People make mistakes associating method of training with final result. Plus, are you sure that big part of your intelligence is not autocomplete?

[–] Espiritdescali@futurology.today 2 points 7 months ago

Limits to Growth predicts collapse though, so I rather hope it's not accurate

[–] MxM111@kbin.social 3 points 7 months ago (1 children)

From the linked paper published in 1993:

Within thirty years, we will have the technological means to create superhuman intelligence. Shortly after, the human era will be ended.

30 years was last year. So, he died because he was upset that his most famous prediction did not happen :(

[–] FlaminGoku@reddthat.com 1 points 7 months ago

I'd say so far so good. We do have the technology needed 30 years later.

[–] AFKBRBChocolate@lemmy.world 9 points 7 months ago

I really loved both A Fire Upon the Deep and Rainbows End. The latter was particularly fascinating.

[–] Septimaeus@infosec.pub 5 points 7 months ago

His theory will be increasingly relevant in the coming years, I think. It won’t look the same, and will be more of a period/epoch than a discrete event, but the kernel was true, to the extent of statistical inevitability.

Unfortunately, the way singularity theory is handled by pop culture, and honestly most of the community, especially the those of the EA group, is terribly flawed. In particular, the fear of so-called AGI, murderous robots etc, is mostly unfounded, while the real dangers and their current relevance remain mostly unaddressed.
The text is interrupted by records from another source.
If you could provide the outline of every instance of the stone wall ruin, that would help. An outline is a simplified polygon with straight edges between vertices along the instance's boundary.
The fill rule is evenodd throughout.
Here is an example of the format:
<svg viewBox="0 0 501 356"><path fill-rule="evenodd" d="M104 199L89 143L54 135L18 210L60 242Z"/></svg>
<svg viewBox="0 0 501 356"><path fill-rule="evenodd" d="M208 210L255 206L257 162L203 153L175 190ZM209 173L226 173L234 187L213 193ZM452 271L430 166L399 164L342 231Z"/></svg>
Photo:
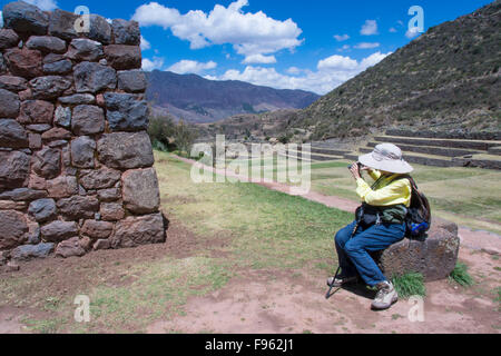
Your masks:
<svg viewBox="0 0 501 356"><path fill-rule="evenodd" d="M0 265L165 241L138 23L2 14Z"/></svg>

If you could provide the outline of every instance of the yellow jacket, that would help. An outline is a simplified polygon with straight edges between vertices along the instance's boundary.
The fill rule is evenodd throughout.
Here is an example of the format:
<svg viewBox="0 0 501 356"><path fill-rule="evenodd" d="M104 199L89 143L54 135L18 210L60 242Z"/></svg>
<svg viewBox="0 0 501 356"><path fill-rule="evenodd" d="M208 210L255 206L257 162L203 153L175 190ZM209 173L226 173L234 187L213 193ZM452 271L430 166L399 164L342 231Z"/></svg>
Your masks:
<svg viewBox="0 0 501 356"><path fill-rule="evenodd" d="M369 170L369 175L376 181L373 187L369 186L362 178L356 180L356 194L362 201L375 207L399 204L403 204L407 208L411 206L412 187L409 179L399 179L391 182L399 175L381 177L379 170Z"/></svg>

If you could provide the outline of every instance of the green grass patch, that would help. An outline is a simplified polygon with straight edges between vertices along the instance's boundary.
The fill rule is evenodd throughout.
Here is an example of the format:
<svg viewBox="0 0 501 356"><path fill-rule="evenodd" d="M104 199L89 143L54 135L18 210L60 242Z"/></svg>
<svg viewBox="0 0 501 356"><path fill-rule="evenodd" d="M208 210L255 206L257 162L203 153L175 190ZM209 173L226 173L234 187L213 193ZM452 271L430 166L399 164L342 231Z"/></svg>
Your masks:
<svg viewBox="0 0 501 356"><path fill-rule="evenodd" d="M396 276L392 278L392 283L400 298L407 299L412 296L426 296L426 287L424 286L422 274L409 273L403 276Z"/></svg>
<svg viewBox="0 0 501 356"><path fill-rule="evenodd" d="M473 277L468 273L468 266L462 263L455 265L454 270L449 276L449 280L463 287L470 287L474 284Z"/></svg>

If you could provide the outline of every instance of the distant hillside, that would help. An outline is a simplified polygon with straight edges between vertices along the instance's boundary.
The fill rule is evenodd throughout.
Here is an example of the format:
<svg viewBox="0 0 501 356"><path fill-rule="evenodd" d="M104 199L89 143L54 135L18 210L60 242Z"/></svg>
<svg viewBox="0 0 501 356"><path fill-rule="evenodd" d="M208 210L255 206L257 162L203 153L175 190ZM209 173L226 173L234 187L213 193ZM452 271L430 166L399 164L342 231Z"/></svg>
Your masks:
<svg viewBox="0 0 501 356"><path fill-rule="evenodd" d="M288 127L312 139L383 127L500 131L501 0L426 33L347 81Z"/></svg>
<svg viewBox="0 0 501 356"><path fill-rule="evenodd" d="M188 122L214 122L239 113L303 109L320 96L303 90L277 90L243 81L214 81L196 75L155 70L148 73L147 99L154 112L168 112Z"/></svg>

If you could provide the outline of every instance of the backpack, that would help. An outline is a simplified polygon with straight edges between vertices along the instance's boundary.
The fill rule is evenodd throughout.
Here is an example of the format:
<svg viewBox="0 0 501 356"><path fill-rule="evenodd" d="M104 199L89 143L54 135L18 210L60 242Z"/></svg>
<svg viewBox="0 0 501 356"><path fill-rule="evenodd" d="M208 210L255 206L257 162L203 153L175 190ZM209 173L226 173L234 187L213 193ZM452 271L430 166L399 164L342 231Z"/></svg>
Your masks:
<svg viewBox="0 0 501 356"><path fill-rule="evenodd" d="M409 179L412 187L411 206L405 217L406 236L409 238L425 238L426 231L431 227L430 202L426 196L418 189L418 185L411 176L400 176L393 181L400 179Z"/></svg>

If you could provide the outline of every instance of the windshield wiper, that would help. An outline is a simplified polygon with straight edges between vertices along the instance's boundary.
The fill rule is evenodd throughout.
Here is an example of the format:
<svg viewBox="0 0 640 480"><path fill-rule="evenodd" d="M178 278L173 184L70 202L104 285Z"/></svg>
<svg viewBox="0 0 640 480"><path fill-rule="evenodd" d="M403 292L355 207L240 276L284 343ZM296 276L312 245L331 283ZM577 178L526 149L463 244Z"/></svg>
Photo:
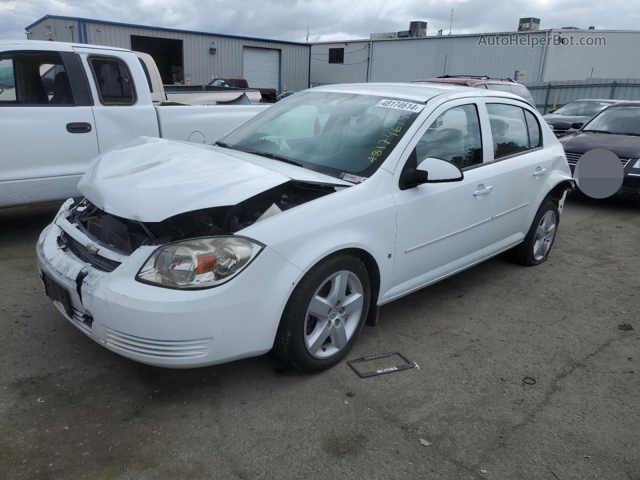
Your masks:
<svg viewBox="0 0 640 480"><path fill-rule="evenodd" d="M640 136L640 133L628 133L627 132L610 132L610 133L612 133L614 135L630 135L631 136L634 137Z"/></svg>
<svg viewBox="0 0 640 480"><path fill-rule="evenodd" d="M253 155L259 155L260 157L264 157L266 158L270 158L271 160L277 160L279 162L284 162L285 163L289 163L292 165L295 165L296 166L301 166L304 168L304 165L301 163L298 163L293 160L290 160L286 157L280 157L278 155L275 155L274 154L269 154L267 152L247 152L248 154L253 154Z"/></svg>

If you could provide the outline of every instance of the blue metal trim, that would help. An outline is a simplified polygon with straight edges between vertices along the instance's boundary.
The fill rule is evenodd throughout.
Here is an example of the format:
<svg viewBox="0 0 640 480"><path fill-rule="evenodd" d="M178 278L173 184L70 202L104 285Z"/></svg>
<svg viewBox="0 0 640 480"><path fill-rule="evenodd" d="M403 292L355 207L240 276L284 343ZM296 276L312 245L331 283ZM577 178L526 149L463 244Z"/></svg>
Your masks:
<svg viewBox="0 0 640 480"><path fill-rule="evenodd" d="M276 40L271 38L259 38L255 36L244 36L243 35L232 35L228 33L216 33L214 32L200 31L198 30L181 30L178 28L167 28L166 27L152 27L148 25L138 25L133 23L123 23L122 22L111 22L106 20L95 20L95 19L84 19L79 17L65 17L58 15L45 15L41 19L36 20L30 25L24 28L25 30L28 30L34 25L37 25L40 22L47 19L60 19L61 20L76 20L79 22L90 22L92 23L99 23L104 25L116 25L120 27L132 27L134 28L146 28L149 30L158 30L160 31L172 31L179 33L193 33L196 35L208 35L209 36L221 36L227 38L240 38L242 40L255 40L257 42L270 42L275 44L286 44L288 45L301 45L309 47L308 44L301 42L291 42L289 40Z"/></svg>

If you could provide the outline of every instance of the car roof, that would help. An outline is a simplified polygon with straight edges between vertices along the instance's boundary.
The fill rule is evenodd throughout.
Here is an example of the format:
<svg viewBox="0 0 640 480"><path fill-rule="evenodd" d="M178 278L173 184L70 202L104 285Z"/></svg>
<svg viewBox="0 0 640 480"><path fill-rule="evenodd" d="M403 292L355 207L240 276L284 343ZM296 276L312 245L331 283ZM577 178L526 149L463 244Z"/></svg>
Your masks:
<svg viewBox="0 0 640 480"><path fill-rule="evenodd" d="M470 86L451 83L381 82L375 83L338 83L314 87L312 90L336 92L342 93L360 93L373 95L377 97L412 100L416 102L428 102L431 99L441 97L442 101L463 99L469 97L501 97L512 100L518 100L529 105L522 97L507 92L472 88Z"/></svg>
<svg viewBox="0 0 640 480"><path fill-rule="evenodd" d="M498 78L477 78L475 77L445 77L444 78L425 78L420 80L413 80L413 82L429 82L431 83L449 83L462 85L497 83L502 85L509 85L516 83L510 80L502 80Z"/></svg>
<svg viewBox="0 0 640 480"><path fill-rule="evenodd" d="M79 47L82 48L101 49L102 50L118 50L122 52L131 51L127 49L118 47L108 47L104 45L91 45L90 44L80 44L72 42L50 42L49 40L0 40L0 45L16 45L37 47L38 45L47 47Z"/></svg>
<svg viewBox="0 0 640 480"><path fill-rule="evenodd" d="M620 101L620 100L611 100L611 99L576 99L571 100L571 102L605 102L606 103L616 103ZM571 103L571 102L567 102L567 103Z"/></svg>
<svg viewBox="0 0 640 480"><path fill-rule="evenodd" d="M640 107L640 101L634 100L623 100L618 101L612 107Z"/></svg>

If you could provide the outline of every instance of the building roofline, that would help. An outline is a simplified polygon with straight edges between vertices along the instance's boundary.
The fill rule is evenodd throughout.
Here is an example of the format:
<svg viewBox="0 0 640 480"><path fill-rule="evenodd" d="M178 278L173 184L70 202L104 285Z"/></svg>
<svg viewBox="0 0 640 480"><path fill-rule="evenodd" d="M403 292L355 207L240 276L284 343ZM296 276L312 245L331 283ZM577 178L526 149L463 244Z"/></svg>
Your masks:
<svg viewBox="0 0 640 480"><path fill-rule="evenodd" d="M291 42L291 40L278 40L272 38L259 38L254 36L244 36L243 35L232 35L229 33L216 33L215 32L200 31L198 30L183 30L179 28L168 28L167 27L152 27L149 25L139 25L133 23L125 23L123 22L112 22L108 20L96 20L95 19L84 19L79 17L67 17L59 15L45 15L35 22L30 24L24 28L25 30L28 30L47 19L59 19L61 20L70 20L77 22L90 22L91 23L99 23L104 25L116 25L120 27L132 27L134 28L146 28L148 30L159 30L161 31L172 31L179 33L193 33L196 35L207 35L209 36L221 36L227 38L241 38L243 40L255 40L257 42L270 42L275 44L287 44L289 45L300 45L309 46L310 44L305 44L302 42Z"/></svg>
<svg viewBox="0 0 640 480"><path fill-rule="evenodd" d="M430 35L426 36L404 36L404 37L396 37L394 38L354 38L353 40L328 40L326 42L312 42L311 45L320 45L322 44L351 44L355 42L389 42L392 40L429 40L431 38L451 38L452 37L460 37L460 36L480 36L481 35L485 36L494 36L494 35L509 35L512 34L522 35L524 33L545 33L545 32L598 32L600 33L640 33L640 30L614 30L612 29L589 29L588 28L547 28L545 29L540 30L520 30L515 31L497 31L497 32L479 32L477 33L458 33L454 34L451 35Z"/></svg>

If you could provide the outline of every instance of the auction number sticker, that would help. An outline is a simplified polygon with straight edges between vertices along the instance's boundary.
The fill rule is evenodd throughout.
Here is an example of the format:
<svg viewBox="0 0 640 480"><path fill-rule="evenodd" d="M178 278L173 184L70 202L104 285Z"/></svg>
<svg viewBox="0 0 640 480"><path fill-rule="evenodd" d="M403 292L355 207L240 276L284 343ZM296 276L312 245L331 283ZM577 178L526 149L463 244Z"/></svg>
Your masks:
<svg viewBox="0 0 640 480"><path fill-rule="evenodd" d="M413 103L412 102L403 102L401 100L391 100L390 99L383 99L377 104L376 107L383 108L394 108L396 110L404 110L414 113L422 111L424 108L424 105L419 103Z"/></svg>
<svg viewBox="0 0 640 480"><path fill-rule="evenodd" d="M396 100L393 100L396 101ZM406 103L404 102L404 103ZM417 104L415 104L417 105ZM390 107L392 108L392 107ZM400 133L402 132L403 129L404 127L406 120L410 118L404 114L401 115L397 118L397 120L394 123L394 124L389 127L387 131L385 131L382 136L384 138L381 138L376 143L375 150L374 150L371 156L367 159L371 163L374 163L378 161L378 160L382 156L383 152L384 152L387 147L393 148L394 146L394 140L399 138Z"/></svg>

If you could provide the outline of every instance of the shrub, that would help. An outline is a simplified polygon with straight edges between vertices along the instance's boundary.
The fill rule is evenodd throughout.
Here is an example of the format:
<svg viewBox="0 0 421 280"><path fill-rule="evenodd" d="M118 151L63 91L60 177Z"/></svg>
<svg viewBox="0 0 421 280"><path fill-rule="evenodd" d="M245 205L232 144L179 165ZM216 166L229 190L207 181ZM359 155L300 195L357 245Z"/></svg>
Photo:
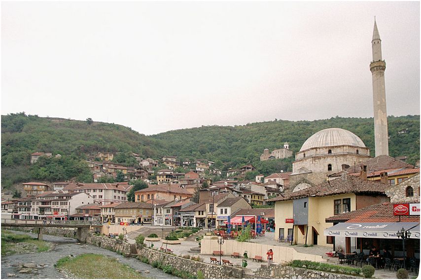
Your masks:
<svg viewBox="0 0 421 280"><path fill-rule="evenodd" d="M374 267L371 265L365 265L362 267L362 275L366 278L371 278L374 274Z"/></svg>
<svg viewBox="0 0 421 280"><path fill-rule="evenodd" d="M396 272L396 278L398 279L409 279L408 271L404 268L400 268Z"/></svg>
<svg viewBox="0 0 421 280"><path fill-rule="evenodd" d="M137 244L138 245L143 245L143 242L144 241L144 240L145 237L141 235L138 236L138 237L137 237L136 239L135 240L136 242L136 244Z"/></svg>
<svg viewBox="0 0 421 280"><path fill-rule="evenodd" d="M162 271L165 273L172 273L173 272L173 267L171 265L166 265L162 268Z"/></svg>

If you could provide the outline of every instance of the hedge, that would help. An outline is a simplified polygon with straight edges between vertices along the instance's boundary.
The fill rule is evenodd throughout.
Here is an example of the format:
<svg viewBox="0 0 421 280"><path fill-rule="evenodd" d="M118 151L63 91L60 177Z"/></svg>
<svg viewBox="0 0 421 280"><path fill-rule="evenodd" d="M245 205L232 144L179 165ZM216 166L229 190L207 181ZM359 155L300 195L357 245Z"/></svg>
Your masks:
<svg viewBox="0 0 421 280"><path fill-rule="evenodd" d="M334 272L349 275L359 276L361 273L360 268L354 268L345 266L336 265L328 263L294 260L288 264L293 267L301 267L307 269L313 269L327 272Z"/></svg>

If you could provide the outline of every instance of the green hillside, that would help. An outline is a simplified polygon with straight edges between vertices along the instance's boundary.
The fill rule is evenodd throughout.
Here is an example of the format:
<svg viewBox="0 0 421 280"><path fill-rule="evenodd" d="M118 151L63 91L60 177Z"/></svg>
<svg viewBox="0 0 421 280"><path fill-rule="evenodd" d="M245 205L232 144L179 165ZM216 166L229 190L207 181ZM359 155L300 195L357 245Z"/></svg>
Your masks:
<svg viewBox="0 0 421 280"><path fill-rule="evenodd" d="M407 162L415 164L420 158L420 116L391 116L388 122L390 155L406 156ZM234 127L202 126L148 137L114 124L11 114L1 116L2 187L35 179L40 172L50 172L41 168L35 173L31 170L30 154L36 151L65 157L50 163L53 165L77 165L77 169L67 166L55 170L58 175L54 177L62 179L83 173L82 160L99 151L115 152L116 162L132 165L135 162L130 155L133 152L155 159L166 155L176 155L181 160L206 158L223 171L248 163L265 175L281 169L290 171L293 158L260 162L263 149L281 147L287 141L295 152L317 131L339 127L358 136L374 156L373 123L373 118L361 118L275 120ZM407 129L406 133L398 133L403 129Z"/></svg>

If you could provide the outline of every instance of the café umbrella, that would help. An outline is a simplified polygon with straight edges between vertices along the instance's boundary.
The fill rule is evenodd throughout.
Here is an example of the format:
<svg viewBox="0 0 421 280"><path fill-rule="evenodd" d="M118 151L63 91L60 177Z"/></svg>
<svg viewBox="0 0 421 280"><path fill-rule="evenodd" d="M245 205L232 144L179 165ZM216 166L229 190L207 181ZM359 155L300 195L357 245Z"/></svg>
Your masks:
<svg viewBox="0 0 421 280"><path fill-rule="evenodd" d="M228 216L228 223L227 224L227 233L229 234L231 232L231 217Z"/></svg>
<svg viewBox="0 0 421 280"><path fill-rule="evenodd" d="M260 216L257 216L257 221L256 222L256 233L260 234L262 233L262 223L260 222Z"/></svg>

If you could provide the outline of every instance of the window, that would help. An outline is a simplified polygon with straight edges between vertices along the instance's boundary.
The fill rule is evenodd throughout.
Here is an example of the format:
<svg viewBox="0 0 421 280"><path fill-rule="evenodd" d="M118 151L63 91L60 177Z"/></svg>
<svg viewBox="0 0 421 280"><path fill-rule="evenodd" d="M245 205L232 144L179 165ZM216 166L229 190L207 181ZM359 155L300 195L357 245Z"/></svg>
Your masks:
<svg viewBox="0 0 421 280"><path fill-rule="evenodd" d="M408 197L414 196L414 189L411 186L406 188L406 196Z"/></svg>
<svg viewBox="0 0 421 280"><path fill-rule="evenodd" d="M340 199L335 199L333 201L333 214L337 215L341 213L341 203Z"/></svg>

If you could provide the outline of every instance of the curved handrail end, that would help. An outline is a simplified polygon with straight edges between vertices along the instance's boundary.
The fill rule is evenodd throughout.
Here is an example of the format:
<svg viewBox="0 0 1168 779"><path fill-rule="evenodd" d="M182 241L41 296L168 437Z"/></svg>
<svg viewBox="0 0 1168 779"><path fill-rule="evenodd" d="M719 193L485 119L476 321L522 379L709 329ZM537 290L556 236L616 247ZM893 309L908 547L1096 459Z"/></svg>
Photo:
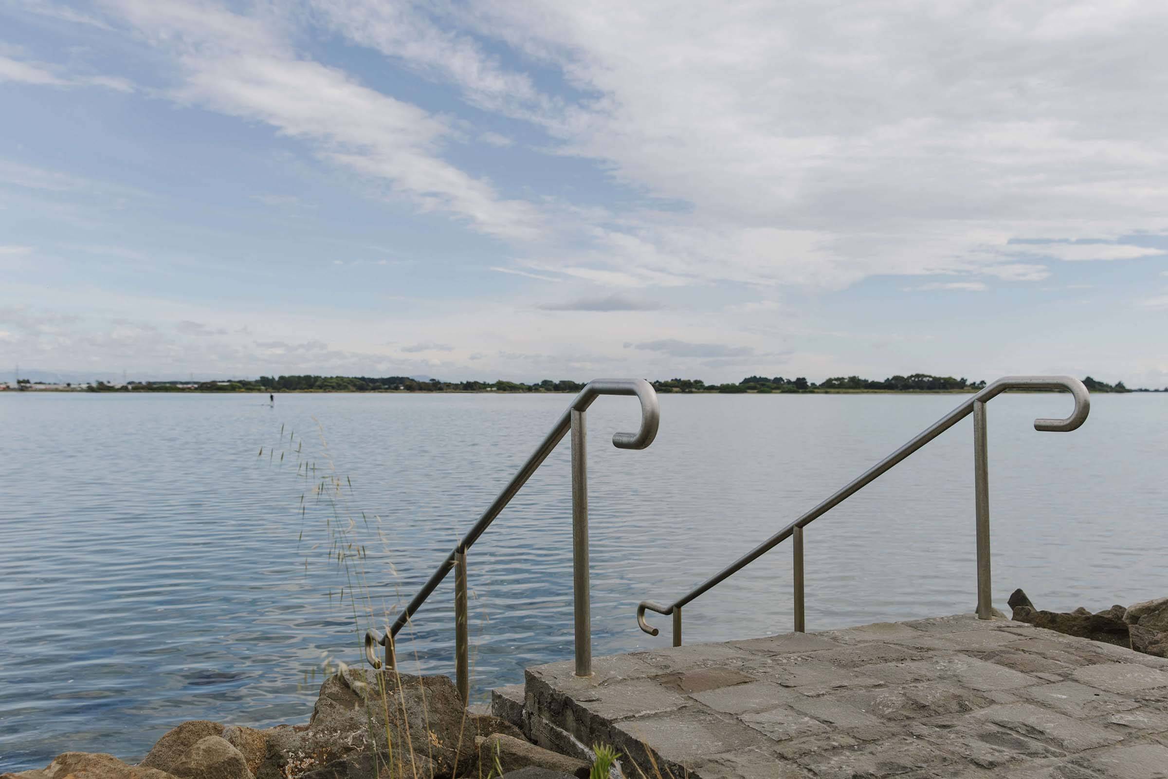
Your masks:
<svg viewBox="0 0 1168 779"><path fill-rule="evenodd" d="M1078 430L1091 413L1091 394L1083 382L1073 376L1002 376L979 395L985 395L985 399L988 401L1009 389L1064 389L1075 397L1075 410L1065 419L1034 420L1034 429L1041 432L1069 433Z"/></svg>
<svg viewBox="0 0 1168 779"><path fill-rule="evenodd" d="M377 631L366 631L366 661L373 666L374 670L381 669L381 660L374 654L374 646L382 645L383 639L378 637Z"/></svg>
<svg viewBox="0 0 1168 779"><path fill-rule="evenodd" d="M637 624L640 626L642 631L645 631L649 635L656 635L658 633L660 633L660 631L658 631L658 628L653 627L652 625L645 621L646 608L648 608L649 611L655 611L659 614L668 615L673 613L673 606L662 606L661 604L654 603L652 600L642 600L637 605Z"/></svg>
<svg viewBox="0 0 1168 779"><path fill-rule="evenodd" d="M572 401L572 409L584 411L599 395L635 395L641 402L641 426L635 433L613 433L612 445L617 448L646 448L656 438L661 424L661 408L656 390L644 378L593 378Z"/></svg>

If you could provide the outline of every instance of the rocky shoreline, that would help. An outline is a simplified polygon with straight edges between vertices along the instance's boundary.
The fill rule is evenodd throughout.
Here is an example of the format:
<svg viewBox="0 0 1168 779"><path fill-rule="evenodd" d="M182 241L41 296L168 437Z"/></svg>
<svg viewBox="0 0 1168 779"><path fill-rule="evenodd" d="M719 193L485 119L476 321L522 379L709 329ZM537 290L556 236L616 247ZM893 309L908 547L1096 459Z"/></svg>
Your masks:
<svg viewBox="0 0 1168 779"><path fill-rule="evenodd" d="M303 725L183 722L138 765L65 752L0 779L464 779L520 770L586 779L590 767L529 743L506 719L467 710L447 676L348 668L321 684Z"/></svg>
<svg viewBox="0 0 1168 779"><path fill-rule="evenodd" d="M1014 621L1168 658L1168 598L1093 613L1083 606L1071 612L1041 611L1022 590L1015 590L1008 603Z"/></svg>
<svg viewBox="0 0 1168 779"><path fill-rule="evenodd" d="M1168 658L1168 598L1052 612L1016 590L1008 603L1015 621ZM529 722L521 691L493 697L485 714L465 708L447 676L346 668L325 680L303 725L183 722L138 765L65 752L0 779L588 779L591 750Z"/></svg>

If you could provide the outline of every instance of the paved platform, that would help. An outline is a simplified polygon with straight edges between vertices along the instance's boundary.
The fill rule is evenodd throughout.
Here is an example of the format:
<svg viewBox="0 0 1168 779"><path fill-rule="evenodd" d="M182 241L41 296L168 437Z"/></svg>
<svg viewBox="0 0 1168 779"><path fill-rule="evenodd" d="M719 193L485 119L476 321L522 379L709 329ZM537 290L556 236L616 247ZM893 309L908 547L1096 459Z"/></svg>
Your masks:
<svg viewBox="0 0 1168 779"><path fill-rule="evenodd" d="M1006 619L787 633L593 667L591 679L570 661L528 669L527 729L613 744L651 779L653 761L676 779L1168 777L1168 660ZM505 697L496 708L514 716L517 695Z"/></svg>

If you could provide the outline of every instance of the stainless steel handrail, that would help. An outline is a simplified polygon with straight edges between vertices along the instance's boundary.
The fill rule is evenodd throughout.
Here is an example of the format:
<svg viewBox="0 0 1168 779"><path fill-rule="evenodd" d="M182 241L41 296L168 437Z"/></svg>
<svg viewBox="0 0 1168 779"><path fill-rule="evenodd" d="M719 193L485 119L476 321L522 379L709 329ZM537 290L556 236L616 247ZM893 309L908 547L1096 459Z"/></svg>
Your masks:
<svg viewBox="0 0 1168 779"><path fill-rule="evenodd" d="M1044 432L1070 432L1082 425L1087 413L1091 411L1091 397L1086 387L1071 376L1004 376L999 378L985 389L962 402L959 406L946 413L925 429L924 432L915 437L908 444L896 450L887 458L868 468L857 479L849 482L830 498L811 509L791 524L786 526L773 536L755 547L749 554L741 557L734 564L723 569L716 576L691 590L688 594L674 600L668 606L662 606L653 600L642 600L637 606L637 624L649 635L656 635L658 630L645 621L645 611L655 611L659 614L673 614L673 645L681 646L681 608L705 591L719 584L724 579L734 576L767 551L779 545L788 537L794 536L794 630L802 632L804 621L804 576L802 576L802 536L804 528L816 519L832 510L844 500L863 489L885 472L910 454L933 440L943 432L955 425L958 422L973 412L974 420L974 500L976 513L976 543L978 543L978 617L989 619L990 617L990 593L989 593L989 485L987 467L987 444L986 444L986 402L999 394L1010 389L1042 390L1042 389L1065 389L1075 397L1075 410L1065 419L1035 419L1035 430Z"/></svg>
<svg viewBox="0 0 1168 779"><path fill-rule="evenodd" d="M614 433L612 445L617 448L645 448L656 437L661 411L658 406L656 392L653 385L644 378L597 378L584 385L568 410L551 429L535 452L527 459L499 496L479 517L478 522L463 536L458 545L446 556L438 570L426 580L405 610L397 615L392 627L384 635L377 631L367 631L364 638L366 660L374 668L381 668L382 662L374 654L374 646L385 647L385 665L394 666L394 638L398 631L413 617L425 603L430 593L442 583L451 569L457 569L454 576L454 652L459 693L465 701L470 691L467 673L468 641L466 633L466 551L474 545L479 536L491 527L499 513L506 508L510 499L523 487L533 473L556 448L569 431L572 433L572 558L573 590L576 610L576 673L589 676L592 673L592 642L589 615L589 570L588 570L588 471L585 467L585 426L584 412L602 395L635 395L641 403L641 425L635 433Z"/></svg>

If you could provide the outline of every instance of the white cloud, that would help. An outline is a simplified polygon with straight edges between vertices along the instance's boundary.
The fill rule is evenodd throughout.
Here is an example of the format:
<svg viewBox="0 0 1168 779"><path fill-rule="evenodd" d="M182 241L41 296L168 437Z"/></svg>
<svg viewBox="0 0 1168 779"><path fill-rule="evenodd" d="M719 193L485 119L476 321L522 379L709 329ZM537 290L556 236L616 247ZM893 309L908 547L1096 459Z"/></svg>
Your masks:
<svg viewBox="0 0 1168 779"><path fill-rule="evenodd" d="M69 82L57 78L44 68L12 57L0 56L0 82L18 84L40 84L43 86L67 86Z"/></svg>
<svg viewBox="0 0 1168 779"><path fill-rule="evenodd" d="M278 25L182 0L109 0L153 43L175 50L185 103L263 121L322 159L385 181L423 210L446 210L472 228L535 239L540 214L444 161L446 121L298 56Z"/></svg>
<svg viewBox="0 0 1168 779"><path fill-rule="evenodd" d="M492 271L494 271L496 273L510 273L512 276L524 276L524 277L527 277L529 279L538 279L540 281L558 281L559 280L559 279L557 279L557 278L555 278L552 276L541 276L540 273L530 273L528 271L519 271L519 270L515 270L514 267L491 266L488 270L492 270Z"/></svg>
<svg viewBox="0 0 1168 779"><path fill-rule="evenodd" d="M1055 257L1065 262L1138 259L1166 253L1163 249L1125 243L1044 243L1027 246L1026 253Z"/></svg>
<svg viewBox="0 0 1168 779"><path fill-rule="evenodd" d="M499 146L499 147L512 146L515 144L515 141L513 141L507 135L502 135L496 132L485 132L481 135L479 135L479 140L481 140L484 144L491 144L492 146Z"/></svg>
<svg viewBox="0 0 1168 779"><path fill-rule="evenodd" d="M403 346L402 347L402 352L406 352L406 353L410 353L410 354L418 353L418 352L453 352L453 350L454 350L454 347L452 347L449 343L434 343L432 341L427 341L425 343L415 343L412 346Z"/></svg>
<svg viewBox="0 0 1168 779"><path fill-rule="evenodd" d="M1028 265L1023 263L987 265L979 270L987 276L994 276L1003 281L1041 281L1050 277L1050 270L1045 265Z"/></svg>
<svg viewBox="0 0 1168 779"><path fill-rule="evenodd" d="M58 76L42 63L22 62L0 56L0 83L33 84L37 86L104 86L119 92L134 90L125 78L116 76Z"/></svg>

I’ll write up an explanation if enough people are interested, but in summary:

  1. Runaway AGI is highly improbable due to (a) conditional probability and (b) thermodynamics, and it has nothing to do with the heat wall.
  2. Estimating the arrival of the singularity is silly, because it has already begun.
  3. The critical technological safeguard against negative outcomes isn’t redundant kill switches and blackbox barriers. It’s just machine ethics, a nascent research space that currently has little profit incentive, and thus has barely made it off the ground.
[–] Espiritdescali@futurology.today 1 points 7 months ago

Very sad to hear this. Loved his books and his ideas were visionary at the time and mainstream now.

[–] LanternEverywhere@kbin.social 1 points 7 months ago (1 children)

He missed seeing it by just a few years. We're clearly in the early stages of it starting to happen for real

[–] bane_killgrind@kbin.social 3 points 7 months ago (1 children)

There's an optimistic and a cynical perspective there.

Optimist yes.

Cynicism says, these LLMs are just statistical generation models that create outputs that are statistically similar to the training data in relation to a prompt.

That's not AI, that's derivatives automated.

[–] meyotch@slrpnk.net 1 points 7 months ago* (last edited 7 months ago) (1 children)

But it’s really good at spitting out JavaScript code that works the first time you run it. Of all the languages I have tried an LLM assistant with, the JavaScript output is the best. Im guessing that’s because it had almost every working webpage on the internet to learn from.

I mention this because how is being able to construct working code from a plain language description not a type of intelligence? Perhaps a narrow form, but the proof is in the pudding, it outputs working code that fits an arbitrary purpose.

Just bringing that up for discussion. I don’t really care if LLM are ‘intelligent’ or not, but the utility is obvious. Even if the LLM isn’t smart, it still speeds progress by acting as an extension of my own so called intelligence.

[–] bane_killgrind@kbin.social 1 points 7 months ago

It's just another set of grammar. It's telling a story about variables.